NovelToon NovelToon
Istri Rasa Selingkuhan

Istri Rasa Selingkuhan

Status: sedang berlangsung
Genre:Dijodohkan Orang Tua / Mafia / Cinta Seiring Waktu / Tunangan Sejak Bayi / Nikah Kontrak
Popularitas:12.3k
Nilai: 5
Nama Author: Desau

Andra dan Trista terpaksa menikah karena dijodohkan. Padahal mereka sudah sama-sama memiliki kekasih. Pernikahan kontrak terjadi. Dimana Andra dan Trista sepakat kalau pernikahan mereka hanyalah status.
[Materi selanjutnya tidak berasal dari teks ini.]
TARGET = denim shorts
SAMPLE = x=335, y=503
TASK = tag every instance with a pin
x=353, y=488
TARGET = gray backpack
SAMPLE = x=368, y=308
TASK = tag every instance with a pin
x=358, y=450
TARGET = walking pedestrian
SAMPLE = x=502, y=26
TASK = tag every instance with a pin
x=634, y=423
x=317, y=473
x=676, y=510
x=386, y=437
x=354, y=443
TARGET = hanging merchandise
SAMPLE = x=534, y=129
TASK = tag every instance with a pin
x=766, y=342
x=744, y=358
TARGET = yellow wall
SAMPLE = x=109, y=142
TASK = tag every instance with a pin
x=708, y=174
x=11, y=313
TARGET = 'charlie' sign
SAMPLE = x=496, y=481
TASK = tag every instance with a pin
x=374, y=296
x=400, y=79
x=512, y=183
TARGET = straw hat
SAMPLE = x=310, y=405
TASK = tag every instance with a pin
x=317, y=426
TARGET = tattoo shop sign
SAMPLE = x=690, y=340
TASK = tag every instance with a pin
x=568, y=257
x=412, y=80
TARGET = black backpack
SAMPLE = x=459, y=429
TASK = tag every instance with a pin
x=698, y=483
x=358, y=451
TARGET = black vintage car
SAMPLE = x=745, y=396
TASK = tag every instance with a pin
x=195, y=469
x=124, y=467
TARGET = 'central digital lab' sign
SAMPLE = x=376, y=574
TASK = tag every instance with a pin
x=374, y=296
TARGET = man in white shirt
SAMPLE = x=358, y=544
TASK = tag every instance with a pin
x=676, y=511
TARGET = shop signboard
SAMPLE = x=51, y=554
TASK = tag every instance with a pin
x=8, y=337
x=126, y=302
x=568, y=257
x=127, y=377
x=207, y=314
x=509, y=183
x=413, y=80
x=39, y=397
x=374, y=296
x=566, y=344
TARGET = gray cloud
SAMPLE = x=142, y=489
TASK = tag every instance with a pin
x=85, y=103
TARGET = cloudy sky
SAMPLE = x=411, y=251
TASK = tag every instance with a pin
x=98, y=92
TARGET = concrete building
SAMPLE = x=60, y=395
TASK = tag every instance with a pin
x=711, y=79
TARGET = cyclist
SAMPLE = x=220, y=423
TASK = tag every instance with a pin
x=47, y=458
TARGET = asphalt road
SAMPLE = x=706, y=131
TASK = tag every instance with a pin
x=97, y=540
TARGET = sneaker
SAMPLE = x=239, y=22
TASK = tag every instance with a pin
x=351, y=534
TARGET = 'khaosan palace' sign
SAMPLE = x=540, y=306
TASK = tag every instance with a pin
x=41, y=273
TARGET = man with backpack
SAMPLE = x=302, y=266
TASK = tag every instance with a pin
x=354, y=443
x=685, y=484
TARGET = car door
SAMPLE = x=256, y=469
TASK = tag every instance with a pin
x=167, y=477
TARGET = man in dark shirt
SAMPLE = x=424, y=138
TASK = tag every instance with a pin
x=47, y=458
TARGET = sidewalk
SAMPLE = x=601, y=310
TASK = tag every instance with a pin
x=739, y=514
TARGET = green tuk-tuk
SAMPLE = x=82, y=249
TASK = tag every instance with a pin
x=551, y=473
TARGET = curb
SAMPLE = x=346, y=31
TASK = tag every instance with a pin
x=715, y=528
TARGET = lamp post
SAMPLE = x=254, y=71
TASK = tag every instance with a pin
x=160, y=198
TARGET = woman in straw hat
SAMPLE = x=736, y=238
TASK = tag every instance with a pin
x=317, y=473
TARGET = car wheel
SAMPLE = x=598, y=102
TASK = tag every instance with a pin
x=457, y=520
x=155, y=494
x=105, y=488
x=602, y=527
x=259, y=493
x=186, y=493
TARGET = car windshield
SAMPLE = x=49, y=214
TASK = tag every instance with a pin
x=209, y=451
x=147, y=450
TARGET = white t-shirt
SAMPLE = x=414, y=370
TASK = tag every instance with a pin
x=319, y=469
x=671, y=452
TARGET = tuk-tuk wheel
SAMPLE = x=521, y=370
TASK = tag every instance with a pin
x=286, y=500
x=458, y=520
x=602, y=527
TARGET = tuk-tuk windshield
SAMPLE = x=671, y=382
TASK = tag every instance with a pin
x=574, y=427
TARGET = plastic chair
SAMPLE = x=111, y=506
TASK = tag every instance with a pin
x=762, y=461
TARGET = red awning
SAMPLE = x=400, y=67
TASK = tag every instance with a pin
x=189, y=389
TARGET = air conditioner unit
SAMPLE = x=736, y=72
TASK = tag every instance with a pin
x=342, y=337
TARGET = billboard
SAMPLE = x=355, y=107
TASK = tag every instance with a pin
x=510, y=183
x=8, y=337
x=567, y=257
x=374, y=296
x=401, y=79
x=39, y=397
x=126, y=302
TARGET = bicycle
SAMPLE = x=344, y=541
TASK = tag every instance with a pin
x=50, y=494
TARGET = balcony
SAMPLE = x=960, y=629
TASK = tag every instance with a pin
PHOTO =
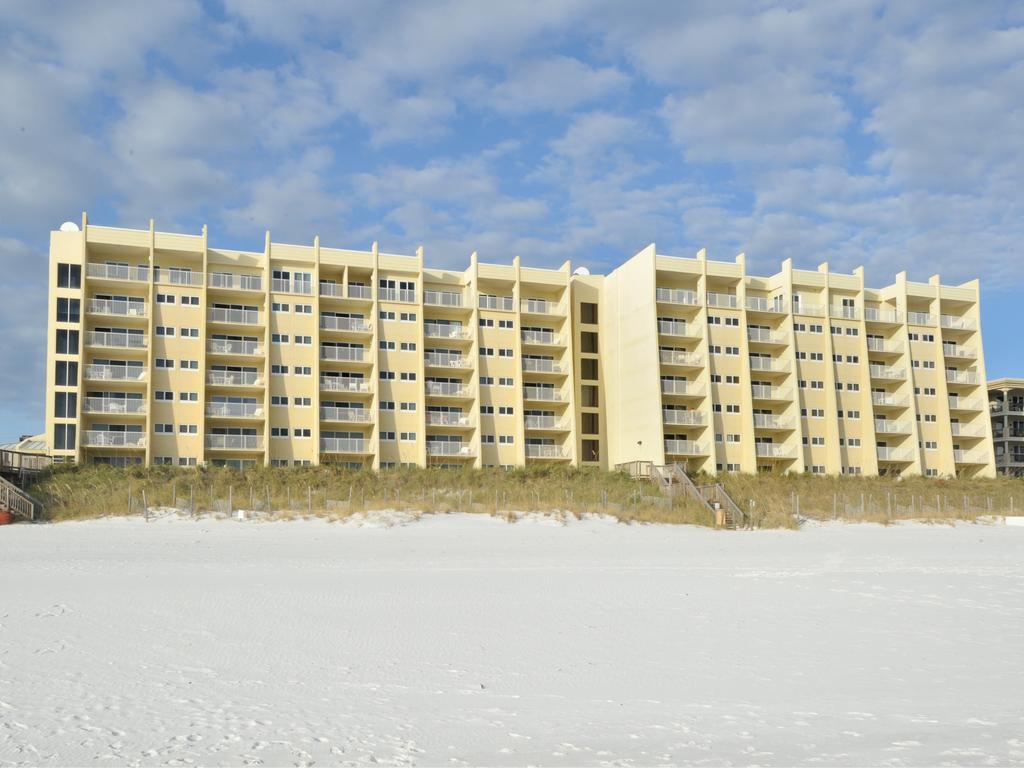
x=233, y=441
x=442, y=298
x=887, y=372
x=345, y=445
x=348, y=325
x=235, y=410
x=233, y=316
x=115, y=339
x=231, y=282
x=450, y=449
x=894, y=455
x=116, y=307
x=120, y=406
x=449, y=419
x=352, y=415
x=344, y=384
x=449, y=389
x=685, y=448
x=682, y=359
x=446, y=359
x=115, y=373
x=679, y=418
x=678, y=387
x=236, y=347
x=535, y=451
x=677, y=296
x=342, y=354
x=103, y=438
x=233, y=379
x=444, y=331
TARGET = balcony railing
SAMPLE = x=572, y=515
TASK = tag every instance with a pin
x=137, y=273
x=233, y=378
x=116, y=307
x=115, y=339
x=359, y=415
x=235, y=410
x=233, y=346
x=355, y=325
x=445, y=359
x=115, y=373
x=683, y=418
x=233, y=441
x=104, y=438
x=677, y=296
x=344, y=384
x=236, y=282
x=114, y=406
x=353, y=354
x=238, y=316
x=442, y=298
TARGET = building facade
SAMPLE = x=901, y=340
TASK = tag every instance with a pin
x=165, y=350
x=1006, y=402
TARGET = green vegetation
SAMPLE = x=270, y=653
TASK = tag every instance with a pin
x=95, y=491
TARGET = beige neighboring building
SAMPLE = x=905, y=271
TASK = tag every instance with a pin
x=163, y=349
x=1006, y=402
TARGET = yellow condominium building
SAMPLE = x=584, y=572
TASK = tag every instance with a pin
x=163, y=349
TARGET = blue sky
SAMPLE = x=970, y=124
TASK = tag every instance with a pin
x=854, y=132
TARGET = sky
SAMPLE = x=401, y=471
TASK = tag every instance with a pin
x=850, y=131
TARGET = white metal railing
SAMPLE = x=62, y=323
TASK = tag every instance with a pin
x=541, y=337
x=532, y=365
x=673, y=386
x=233, y=346
x=236, y=282
x=341, y=353
x=677, y=296
x=506, y=303
x=886, y=372
x=240, y=316
x=442, y=298
x=684, y=448
x=99, y=437
x=723, y=300
x=115, y=339
x=233, y=378
x=444, y=331
x=882, y=315
x=332, y=413
x=764, y=336
x=769, y=365
x=535, y=451
x=448, y=419
x=118, y=271
x=445, y=359
x=543, y=393
x=344, y=445
x=235, y=410
x=449, y=389
x=449, y=448
x=344, y=384
x=233, y=441
x=114, y=406
x=115, y=373
x=672, y=357
x=770, y=421
x=683, y=418
x=119, y=307
x=356, y=325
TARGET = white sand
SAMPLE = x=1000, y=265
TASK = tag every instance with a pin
x=461, y=639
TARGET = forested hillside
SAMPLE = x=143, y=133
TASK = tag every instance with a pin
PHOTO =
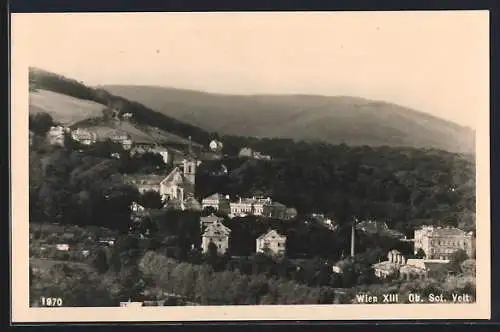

Suatu hari, Andra dan Trista mabuk bersama. Mereka melakukan cinta satu malam. Sejak saat itu, benih-benih cinta mulai tumbuh di hati mereka. Trista dan Andra terpaksa menyembunyikan kedekatan mereka dari kekasih masing-masing. Terutama Trista yang kekasihnya ternyata adalah seorang bos mafia berbahaya dan penuh obsesi.

"Punya istri kok rasanya kayak selingkuhan." - Andra.

"Pssst! Diam! Nanti ada yang dengar." - Trista.

Karya ini diterbitkan atas izin NovelToon Desau, isi konten hanyalah pandangan pribadi pembuatnya, tidak mewakili NovelToon sendiri

Chapter 1 - Perjodohan

“Jadi… kita beneran dijodohin?”

Suara Trista memecah keheningan ruang tamu besar yang terlalu elegan untuk percakapan semacam ini. Di antara aroma kopi, kristal gantung, dan senyum puas para orang tua, ia menatap sekeliling seperti mencari kamera tersembunyi. Mungkin ini prank. Harusnya prank.

“Ya, Tris,” jawab ayahnya, Bimo, tenang sambil menyilangkan kaki. “Ini bukan ide baru, kamu tahu. Papa sama Om Ridwan udah janji dari dulu.”

“Janji waktu kapan, Pa?” Trista nyaris tertawa tidak percaya. “Waktu aku masih main boneka?”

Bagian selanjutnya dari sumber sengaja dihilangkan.